I ran into a small problem using Python Regex.
Suppose this is the input:
(zyx)bc
What I'm trying to achieve is obtain whatever is between parentheses as a single match, and any char outside as an individual match. The desired result would be along the lines of:
['zyx','b','c']
The order of matches should be kept.
I've tried obtaining this with Python 3.3, but can't seem to figure out the correct Regex. So far I have:
matches = findall(r'\((.*?)\)|\w', '(zyx)bc')
print(matches)
yields the following:
['zyx','','']
Any ideas what I'm doing wrong?
From the documentation of re.findall
:
If one or more groups are present in the pattern, return a list of groups; this will be a list of tuples if the pattern has more than one group.
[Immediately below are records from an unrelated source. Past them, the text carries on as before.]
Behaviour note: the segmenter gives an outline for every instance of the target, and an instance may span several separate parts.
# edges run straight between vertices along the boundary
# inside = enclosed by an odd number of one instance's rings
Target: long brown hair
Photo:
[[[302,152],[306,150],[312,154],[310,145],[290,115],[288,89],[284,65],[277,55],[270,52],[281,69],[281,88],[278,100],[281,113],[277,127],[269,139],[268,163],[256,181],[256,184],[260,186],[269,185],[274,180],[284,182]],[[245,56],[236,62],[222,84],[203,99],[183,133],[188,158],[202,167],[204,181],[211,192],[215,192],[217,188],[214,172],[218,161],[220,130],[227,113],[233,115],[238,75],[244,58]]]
While your regexp is matching the string three times, the (.*?)
group is empty for the second two matches. If you want the output of the other half of the regexp, you can add a second group:
>>> re.findall(r'\((.*?)\)|(\w)', '(zyx)bc')
[('zyx', ''), ('', 'b'), ('', 'c')]
Alternatively, you could remove all the groups to get a simple list of strings again:
>>> re.findall(r'\(.*?\)|\w', '(zyx)bc')
['(zyx)', 'b', 'c']
You would need to manually remove the parentheses though.